Çeşme'yi çok seven bir Danimarkalı arkadaşlarının her yaz Çeşme'ye geldiğini belirten Enersen, "Geçtiğimiz yıl ne yazık ki kendisini kalp krizinden kaybettik. Küllerinin Çeşme'de denize atılmasını vasiyet etmişti. O vasiyetini yerine getirdik ve küllerini Çeşme'de denize attık" dedi.
"Kendimizi Çeşme'de huzurlu ve güvende hissediyoruz"
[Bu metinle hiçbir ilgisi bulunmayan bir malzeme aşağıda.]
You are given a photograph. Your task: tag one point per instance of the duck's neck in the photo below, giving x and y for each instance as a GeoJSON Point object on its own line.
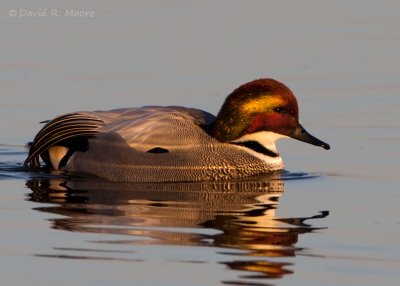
{"type": "Point", "coordinates": [227, 127]}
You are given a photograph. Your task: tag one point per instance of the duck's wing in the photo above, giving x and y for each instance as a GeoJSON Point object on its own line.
{"type": "Point", "coordinates": [146, 129]}
{"type": "Point", "coordinates": [161, 129]}
{"type": "Point", "coordinates": [58, 130]}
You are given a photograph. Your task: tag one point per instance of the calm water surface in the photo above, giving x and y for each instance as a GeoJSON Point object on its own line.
{"type": "Point", "coordinates": [331, 219]}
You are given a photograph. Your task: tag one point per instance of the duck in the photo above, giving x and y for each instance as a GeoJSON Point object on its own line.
{"type": "Point", "coordinates": [174, 143]}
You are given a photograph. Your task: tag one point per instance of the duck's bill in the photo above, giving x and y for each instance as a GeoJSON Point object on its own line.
{"type": "Point", "coordinates": [301, 134]}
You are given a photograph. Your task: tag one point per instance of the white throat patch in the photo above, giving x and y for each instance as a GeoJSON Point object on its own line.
{"type": "Point", "coordinates": [265, 138]}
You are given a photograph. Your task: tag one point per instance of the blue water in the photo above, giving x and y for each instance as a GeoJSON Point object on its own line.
{"type": "Point", "coordinates": [331, 219]}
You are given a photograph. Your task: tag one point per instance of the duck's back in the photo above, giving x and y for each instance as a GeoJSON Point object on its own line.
{"type": "Point", "coordinates": [161, 144]}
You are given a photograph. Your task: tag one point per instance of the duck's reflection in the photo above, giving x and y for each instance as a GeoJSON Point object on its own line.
{"type": "Point", "coordinates": [236, 215]}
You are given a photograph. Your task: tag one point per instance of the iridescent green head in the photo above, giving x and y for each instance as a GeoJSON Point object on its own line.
{"type": "Point", "coordinates": [260, 105]}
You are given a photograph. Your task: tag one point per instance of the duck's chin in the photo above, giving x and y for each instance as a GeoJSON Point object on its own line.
{"type": "Point", "coordinates": [262, 145]}
{"type": "Point", "coordinates": [267, 139]}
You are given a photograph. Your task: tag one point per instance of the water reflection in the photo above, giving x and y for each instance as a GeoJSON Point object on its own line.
{"type": "Point", "coordinates": [234, 215]}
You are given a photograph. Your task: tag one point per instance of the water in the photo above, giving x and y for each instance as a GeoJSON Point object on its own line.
{"type": "Point", "coordinates": [332, 219]}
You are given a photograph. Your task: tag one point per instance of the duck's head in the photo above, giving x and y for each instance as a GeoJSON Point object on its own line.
{"type": "Point", "coordinates": [262, 110]}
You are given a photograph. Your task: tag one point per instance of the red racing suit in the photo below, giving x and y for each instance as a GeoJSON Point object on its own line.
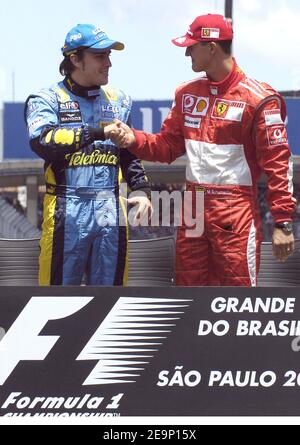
{"type": "Point", "coordinates": [231, 132]}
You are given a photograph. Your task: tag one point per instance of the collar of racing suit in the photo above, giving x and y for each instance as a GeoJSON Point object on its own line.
{"type": "Point", "coordinates": [235, 75]}
{"type": "Point", "coordinates": [78, 90]}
Enersen'in eşi Anne Sissel Nordahl de Çeşme'deki insanları çok sevdiğini belirterek, "30 yıldır Çeşme'ye geliyoruz. Birçok ülkeye gittik. Ama buradaki insanların sıcaklığını başka hiçbir ülkede bulamadık. Çeşme'nin çok özel bir atmosferi var. Zaman içinde Çeşme'de çok arkadaşımız oldu. Kendimizi Çeşme'de huzurlu ve güvende hissediyoruz. Çeşme'yi ve Türkiye'yi öyle sevdik ki, Norveç'e döndüğümüzde arkadaşlarımızla birlikte 'Türk geceleri' düzenliyoruz. Bu gecelerde özellikle Türk yemekleri yapıyoruz. Türk müzikleri eşliğinde Türk içecekleri içiyoruz. Eşim Enersen, en çok Tanju Okan'ın şarkılarını dinlemeyi seviyor. Ben de 'Bir şarkısın sen' adlı şarkıyı çok seviyorum" diye anlattı.
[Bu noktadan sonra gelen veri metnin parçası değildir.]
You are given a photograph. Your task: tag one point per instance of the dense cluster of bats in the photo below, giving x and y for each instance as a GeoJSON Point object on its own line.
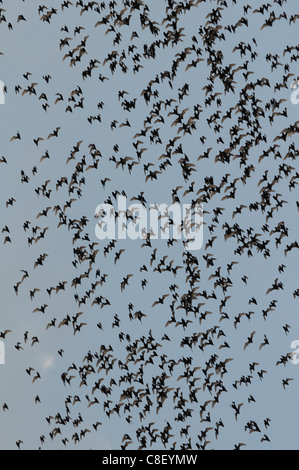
{"type": "Point", "coordinates": [167, 363]}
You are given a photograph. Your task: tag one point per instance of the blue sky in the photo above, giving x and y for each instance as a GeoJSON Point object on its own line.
{"type": "Point", "coordinates": [33, 46]}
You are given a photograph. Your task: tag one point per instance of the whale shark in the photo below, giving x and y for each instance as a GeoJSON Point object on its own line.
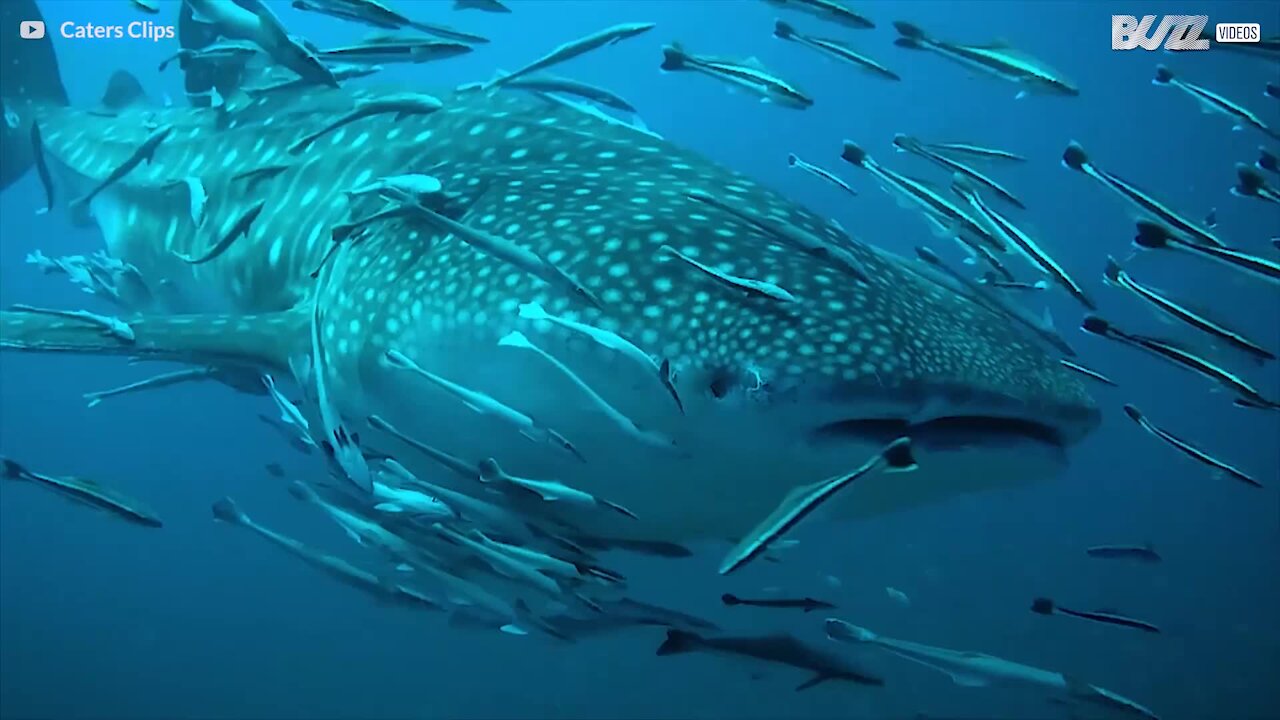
{"type": "Point", "coordinates": [775, 395]}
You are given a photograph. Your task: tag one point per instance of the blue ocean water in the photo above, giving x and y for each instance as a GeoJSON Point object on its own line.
{"type": "Point", "coordinates": [100, 619]}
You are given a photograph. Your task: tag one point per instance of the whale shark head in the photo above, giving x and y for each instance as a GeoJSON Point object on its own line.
{"type": "Point", "coordinates": [776, 393]}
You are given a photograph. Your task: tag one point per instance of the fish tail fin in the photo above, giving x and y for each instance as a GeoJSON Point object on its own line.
{"type": "Point", "coordinates": [28, 76]}
{"type": "Point", "coordinates": [261, 340]}
{"type": "Point", "coordinates": [845, 632]}
{"type": "Point", "coordinates": [1074, 156]}
{"type": "Point", "coordinates": [1042, 606]}
{"type": "Point", "coordinates": [817, 679]}
{"type": "Point", "coordinates": [963, 186]}
{"type": "Point", "coordinates": [899, 456]}
{"type": "Point", "coordinates": [12, 469]}
{"type": "Point", "coordinates": [673, 57]}
{"type": "Point", "coordinates": [531, 310]}
{"type": "Point", "coordinates": [1249, 181]}
{"type": "Point", "coordinates": [1111, 273]}
{"type": "Point", "coordinates": [123, 90]}
{"type": "Point", "coordinates": [910, 35]}
{"type": "Point", "coordinates": [1267, 160]}
{"type": "Point", "coordinates": [853, 153]}
{"type": "Point", "coordinates": [302, 491]}
{"type": "Point", "coordinates": [227, 511]}
{"type": "Point", "coordinates": [679, 642]}
{"type": "Point", "coordinates": [1151, 235]}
Hayvanları çok sevdiğini belirten Nordahl, "Bazen sokak kedileri için evde yemek yapıyorum. Bir arkadaşımla birlikte sokak sokak gezerek, kedilere kepçeyle yemek dağıtıyoruz. İnsanları da, hayvanları da çok seviyorum" dedi.
"Altınkum Plajı için dünyanın en iyi plajı"
Norveçli Wenche Wilsbeck de, 1992 yılında Balçova Termal Otel'e tedavi için geldiğini söyleyerek, "Hafta sonları Çeşme'ye geliyordum. Çeşme'yi o kadar sevdim ki, bütün tatillerimi Çeşme'de geçirmeye başladım. 2004 yılında da Çeşme'de daha fazla zaman geçirebilmek için ev satın aldım. Çeşme'nin plajları da çok güzel. Özellikle Altınkum Plajı için dünyanın en iyi plajı diyebilirim. Çeşme'nin havası da çok iyi. Oksijeni bol. Birçok yere yürüyerek ya da bisikletle gidebilme imkanı var. Çeşme ve Alaçatı pazarlarını da çok seviyorum. Alış verişimi pazarlardan yapıyorum. Çeşme'nin soğanını çok seviyorum. Norveç'e giderken Çeşme soğanı götürüyorum" diye anlattı.
"Çeşme çok huzurlu bir yer"
Çeşme çarşısı'ndaki bir restoranda gitar çalan İngiliz Andy Brice ve eşi Bev Brice de Çeşme'yi çok sevdiklerini belirterek, "Çeşme çok huzurlu bir yer. Rahat tatil yapabiliyoruz. İzmir de çok güzel bir şehir. İnciraltı, Alsancak, Konak, Kemeraltı severek gezdiğimiz yerler" dedi.